The boy closed a finger and with its knuckle shoved the glasses to the bridge of his nose, squinting up at what looked like a half-real apparition before him. For the warmth of her vocals and the cool touch of her hand he was comforted.

"I dun wanna now"

He shrugged and looked away. To herself, she remarked how old he seemed. It was true that nature could shape a soul.

"Why?"

He smiled up at her as if to say "come on, missus" and then laughed a bit and dug his shoe into the ground. She bent down and hugged him. They were like that for longer than they had wanted to.
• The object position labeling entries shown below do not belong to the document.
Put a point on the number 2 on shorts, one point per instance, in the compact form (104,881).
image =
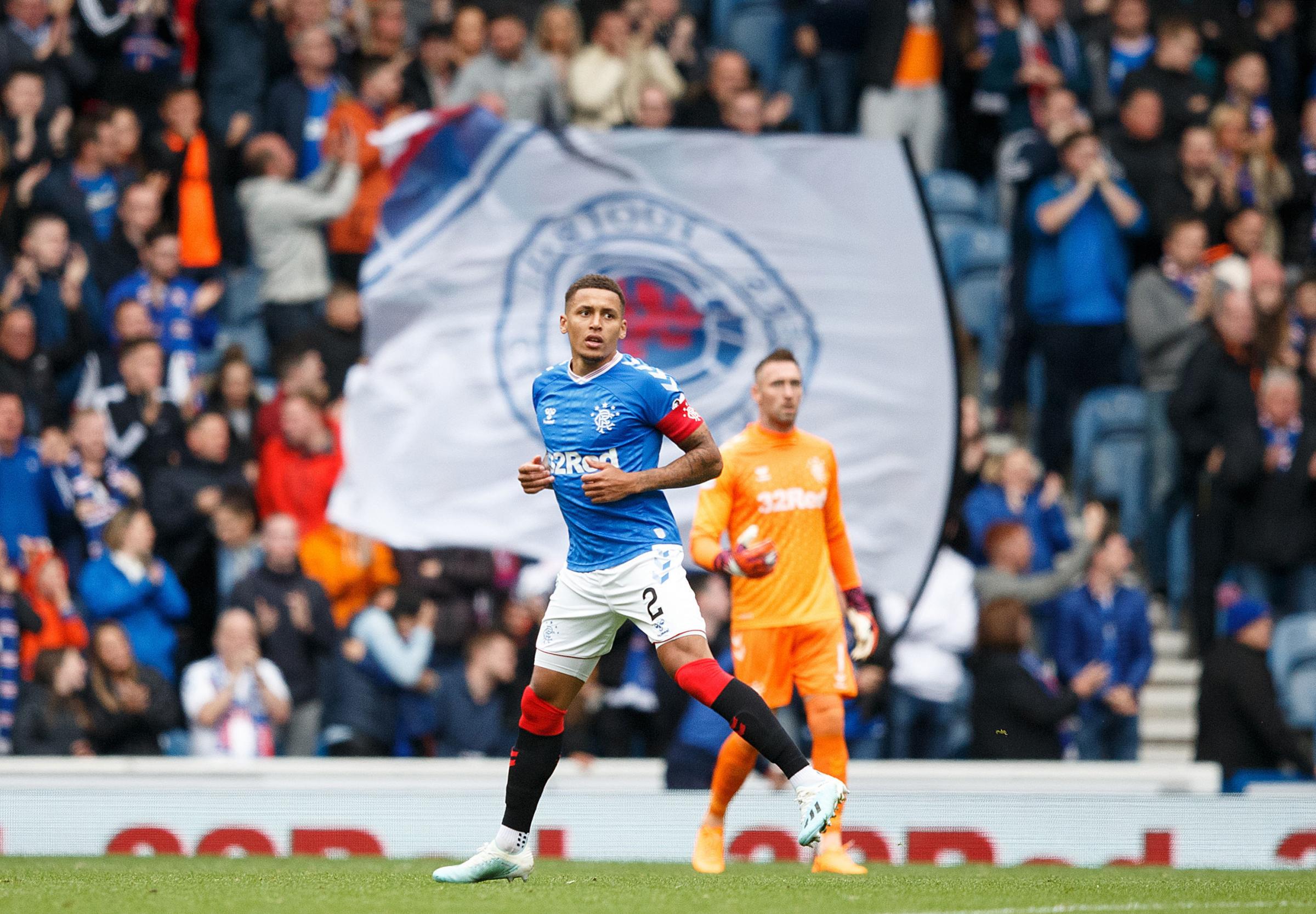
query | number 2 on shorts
(650,599)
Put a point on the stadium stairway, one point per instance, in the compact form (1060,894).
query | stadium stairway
(1169,720)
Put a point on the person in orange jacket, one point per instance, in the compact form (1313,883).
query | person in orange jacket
(47,587)
(352,569)
(300,464)
(352,235)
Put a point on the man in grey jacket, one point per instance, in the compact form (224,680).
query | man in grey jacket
(1165,317)
(285,223)
(1010,553)
(511,80)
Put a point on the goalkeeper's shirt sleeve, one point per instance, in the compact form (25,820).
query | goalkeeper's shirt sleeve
(712,516)
(837,540)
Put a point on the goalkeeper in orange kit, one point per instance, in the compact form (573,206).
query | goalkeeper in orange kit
(778,500)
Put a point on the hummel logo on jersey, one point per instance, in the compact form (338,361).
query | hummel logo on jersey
(603,417)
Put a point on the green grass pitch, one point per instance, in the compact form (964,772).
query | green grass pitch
(306,885)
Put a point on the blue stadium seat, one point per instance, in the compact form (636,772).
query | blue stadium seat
(1293,663)
(1111,453)
(981,305)
(951,194)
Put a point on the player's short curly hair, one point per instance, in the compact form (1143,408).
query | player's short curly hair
(595,282)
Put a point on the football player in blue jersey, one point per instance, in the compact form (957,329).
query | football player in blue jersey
(603,416)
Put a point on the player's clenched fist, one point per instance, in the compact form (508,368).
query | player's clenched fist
(535,476)
(607,483)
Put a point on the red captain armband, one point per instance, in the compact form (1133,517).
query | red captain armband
(681,423)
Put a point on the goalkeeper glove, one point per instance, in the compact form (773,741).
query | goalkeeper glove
(861,625)
(748,559)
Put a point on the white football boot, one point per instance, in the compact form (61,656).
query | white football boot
(818,805)
(489,863)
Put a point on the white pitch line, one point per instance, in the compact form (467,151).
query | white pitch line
(1130,906)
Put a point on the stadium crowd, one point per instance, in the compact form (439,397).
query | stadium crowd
(188,199)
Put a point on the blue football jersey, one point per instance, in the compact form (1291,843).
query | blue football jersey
(619,415)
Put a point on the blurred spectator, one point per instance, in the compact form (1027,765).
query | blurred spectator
(145,428)
(1078,275)
(129,584)
(1249,163)
(1198,190)
(902,71)
(511,80)
(1011,492)
(1124,49)
(53,718)
(824,77)
(1270,469)
(1170,74)
(428,78)
(1166,321)
(235,398)
(285,225)
(235,699)
(470,700)
(140,211)
(45,584)
(353,233)
(27,480)
(182,500)
(1040,54)
(297,628)
(40,35)
(558,35)
(1010,555)
(202,169)
(300,464)
(1018,704)
(350,567)
(1215,396)
(606,78)
(1240,724)
(298,106)
(181,309)
(32,372)
(386,652)
(131,705)
(1106,621)
(98,482)
(82,191)
(728,74)
(52,281)
(465,587)
(470,31)
(927,716)
(655,110)
(239,549)
(299,368)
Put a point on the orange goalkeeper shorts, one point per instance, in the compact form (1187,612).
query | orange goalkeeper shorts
(811,658)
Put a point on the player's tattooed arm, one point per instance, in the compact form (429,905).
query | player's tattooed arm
(535,476)
(701,463)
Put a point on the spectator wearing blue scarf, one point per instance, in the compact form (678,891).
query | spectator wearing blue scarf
(1269,467)
(1106,621)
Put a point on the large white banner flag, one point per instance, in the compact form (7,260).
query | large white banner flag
(727,248)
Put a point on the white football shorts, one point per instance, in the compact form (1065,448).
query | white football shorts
(589,606)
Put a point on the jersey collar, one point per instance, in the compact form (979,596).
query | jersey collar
(597,372)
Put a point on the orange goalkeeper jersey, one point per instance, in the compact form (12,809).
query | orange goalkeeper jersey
(786,486)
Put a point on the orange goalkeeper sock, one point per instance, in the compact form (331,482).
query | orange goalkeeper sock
(735,762)
(826,716)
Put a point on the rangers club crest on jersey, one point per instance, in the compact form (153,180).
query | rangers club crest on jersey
(603,417)
(702,304)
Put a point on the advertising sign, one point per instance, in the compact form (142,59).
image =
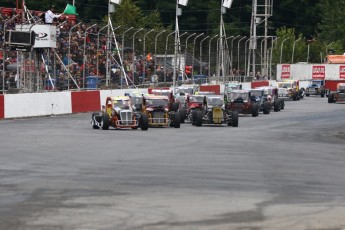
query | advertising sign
(286,71)
(319,72)
(342,71)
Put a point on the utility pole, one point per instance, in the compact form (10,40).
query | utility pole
(261,11)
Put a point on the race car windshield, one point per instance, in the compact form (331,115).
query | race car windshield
(196,99)
(284,85)
(215,101)
(185,90)
(121,104)
(156,102)
(234,96)
(137,100)
(181,99)
(256,93)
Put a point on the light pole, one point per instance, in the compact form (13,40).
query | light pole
(209,56)
(84,56)
(262,56)
(179,53)
(133,42)
(69,51)
(218,58)
(165,56)
(238,52)
(200,61)
(327,48)
(281,49)
(97,62)
(185,50)
(196,37)
(123,41)
(293,49)
(144,56)
(232,45)
(156,38)
(245,57)
(271,57)
(4,54)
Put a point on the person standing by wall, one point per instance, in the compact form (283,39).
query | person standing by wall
(49,16)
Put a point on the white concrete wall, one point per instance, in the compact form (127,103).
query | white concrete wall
(304,71)
(118,92)
(37,104)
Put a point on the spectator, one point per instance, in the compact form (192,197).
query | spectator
(49,16)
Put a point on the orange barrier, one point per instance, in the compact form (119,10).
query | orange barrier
(255,84)
(2,107)
(85,101)
(7,11)
(210,88)
(332,84)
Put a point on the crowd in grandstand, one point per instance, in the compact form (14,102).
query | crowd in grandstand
(95,54)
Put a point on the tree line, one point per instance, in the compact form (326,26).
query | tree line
(316,24)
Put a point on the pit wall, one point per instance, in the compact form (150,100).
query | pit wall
(304,71)
(58,103)
(55,103)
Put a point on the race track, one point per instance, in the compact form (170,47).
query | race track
(280,171)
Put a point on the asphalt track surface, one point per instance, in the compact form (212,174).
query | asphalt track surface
(285,170)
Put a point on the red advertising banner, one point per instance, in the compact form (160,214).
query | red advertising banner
(286,71)
(319,72)
(342,71)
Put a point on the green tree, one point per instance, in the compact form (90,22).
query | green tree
(332,24)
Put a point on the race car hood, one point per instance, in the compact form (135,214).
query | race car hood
(193,105)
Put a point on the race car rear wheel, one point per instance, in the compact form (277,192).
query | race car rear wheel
(323,93)
(174,106)
(276,105)
(94,117)
(265,108)
(234,119)
(177,121)
(193,117)
(255,110)
(144,121)
(182,115)
(331,98)
(282,103)
(105,121)
(198,121)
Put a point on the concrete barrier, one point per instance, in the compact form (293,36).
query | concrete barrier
(36,104)
(2,107)
(85,101)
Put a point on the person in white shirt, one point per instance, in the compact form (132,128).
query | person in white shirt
(49,16)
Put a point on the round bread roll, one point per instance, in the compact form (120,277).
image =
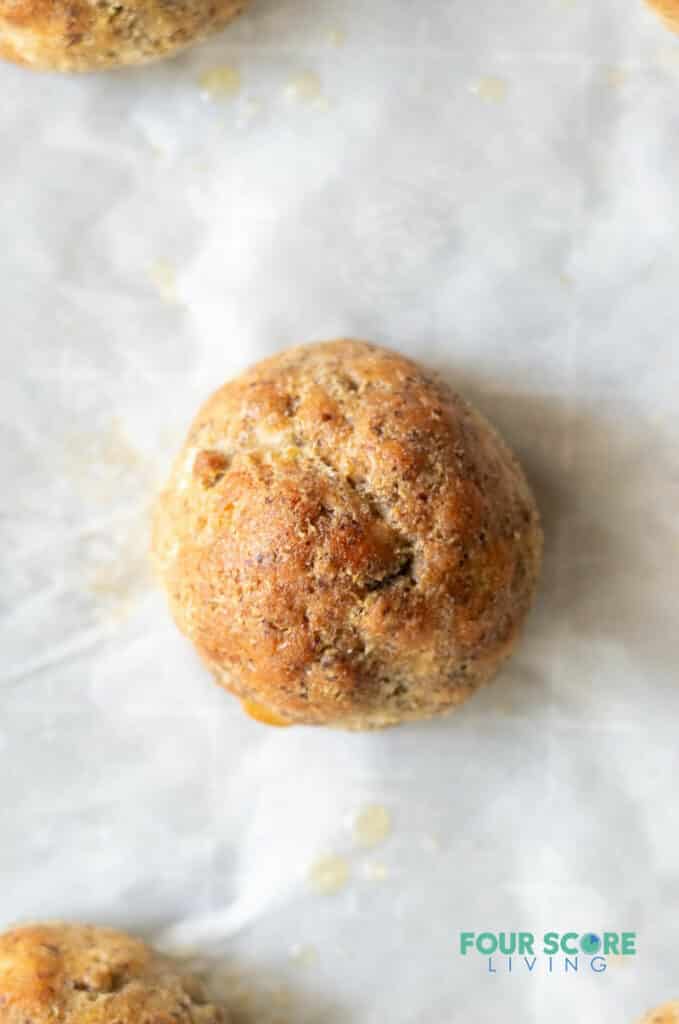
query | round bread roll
(78,974)
(89,35)
(669,1014)
(669,11)
(345,541)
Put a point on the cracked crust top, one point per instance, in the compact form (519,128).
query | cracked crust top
(669,11)
(89,35)
(345,541)
(79,974)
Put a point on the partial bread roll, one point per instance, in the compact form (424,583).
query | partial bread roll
(345,541)
(89,35)
(80,974)
(669,11)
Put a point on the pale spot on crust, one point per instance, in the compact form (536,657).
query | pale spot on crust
(329,873)
(372,825)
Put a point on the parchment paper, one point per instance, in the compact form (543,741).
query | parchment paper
(492,187)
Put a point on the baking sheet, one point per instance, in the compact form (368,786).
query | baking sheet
(490,187)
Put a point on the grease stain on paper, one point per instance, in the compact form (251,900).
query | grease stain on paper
(220,83)
(329,873)
(372,825)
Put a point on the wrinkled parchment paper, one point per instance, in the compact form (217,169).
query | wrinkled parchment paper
(492,187)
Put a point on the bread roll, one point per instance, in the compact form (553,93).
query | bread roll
(79,974)
(345,541)
(89,35)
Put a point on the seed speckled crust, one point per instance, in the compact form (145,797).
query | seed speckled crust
(91,35)
(669,11)
(345,541)
(79,974)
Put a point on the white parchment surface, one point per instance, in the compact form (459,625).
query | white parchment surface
(492,187)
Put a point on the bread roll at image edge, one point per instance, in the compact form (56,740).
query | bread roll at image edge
(94,35)
(83,974)
(345,541)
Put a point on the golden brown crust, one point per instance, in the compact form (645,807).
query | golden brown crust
(669,11)
(79,974)
(668,1014)
(345,541)
(89,35)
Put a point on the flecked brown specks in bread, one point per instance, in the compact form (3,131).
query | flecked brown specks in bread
(89,35)
(669,11)
(79,974)
(345,541)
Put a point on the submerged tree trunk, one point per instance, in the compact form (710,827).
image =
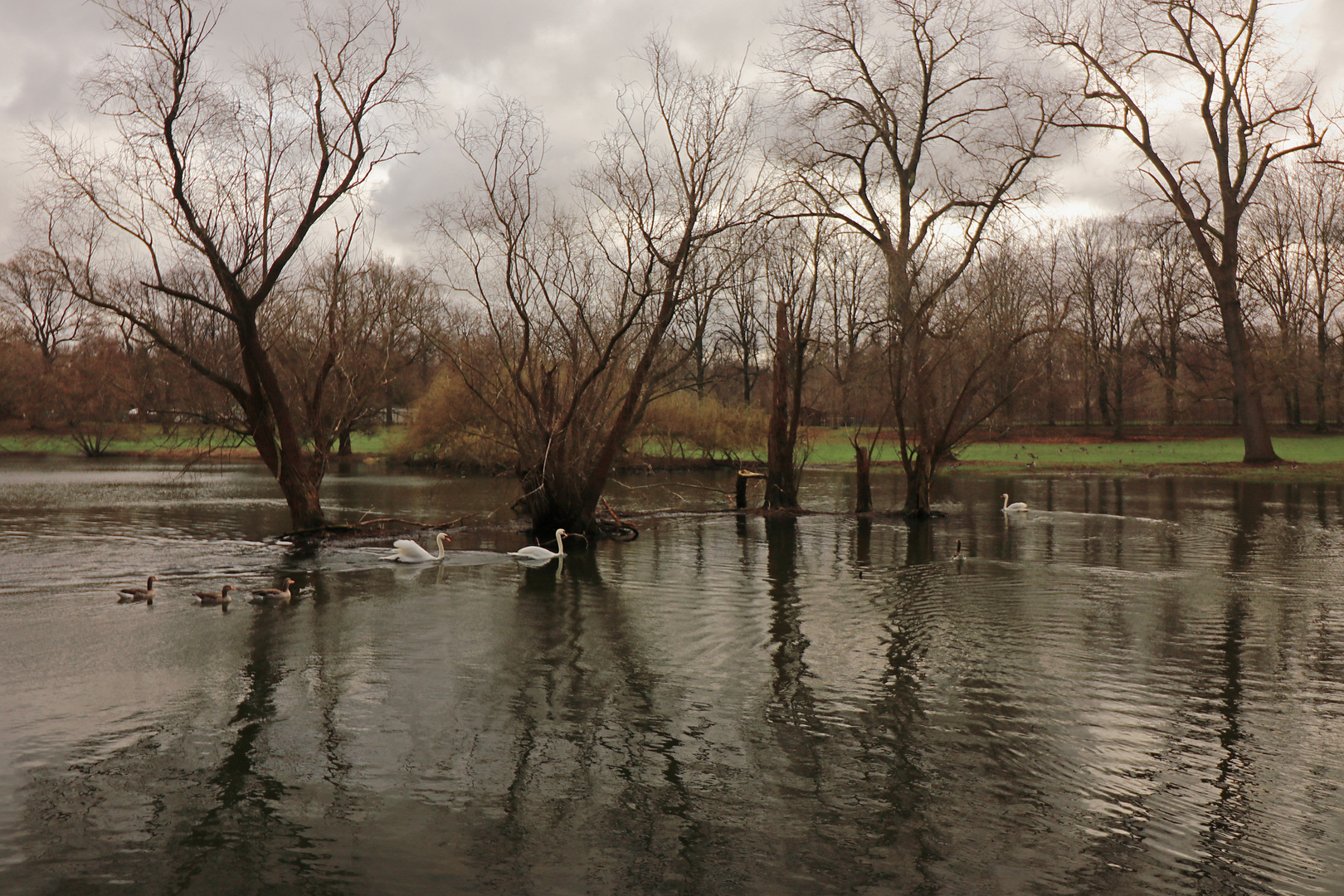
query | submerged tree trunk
(918,484)
(782,484)
(862,464)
Need was a tenacious attribute, no matter the person.

Sapphyre

Date: 2007-09-25 02:42 EST
With her fingers she knit dandelion wreaths. With her heart she sent missives. With her arrow she spent wishes. With her eyes she called lightning.

She left Rhy'Din to spend some time on the sea, learn of it, from it.

Violet

Date: 2007-09-25 03:06 EST
I had been caught in a wind tunnel, quite a severe one, and when I landed I was not befriended or attacked, I was just a bent string, a person hanging lengthways over a branch. She took my hand and led me down a sunset road.

I don't even know her name, her real one, she refers to herself as Sapphyre.

I have seen the statue in her name, and it is because of her I have ever set foot on a boat. I am a stowaway, a lab rat, a marvelling man. I seek my sister friend, like I seek the sun when cold. It is, truly, that simple.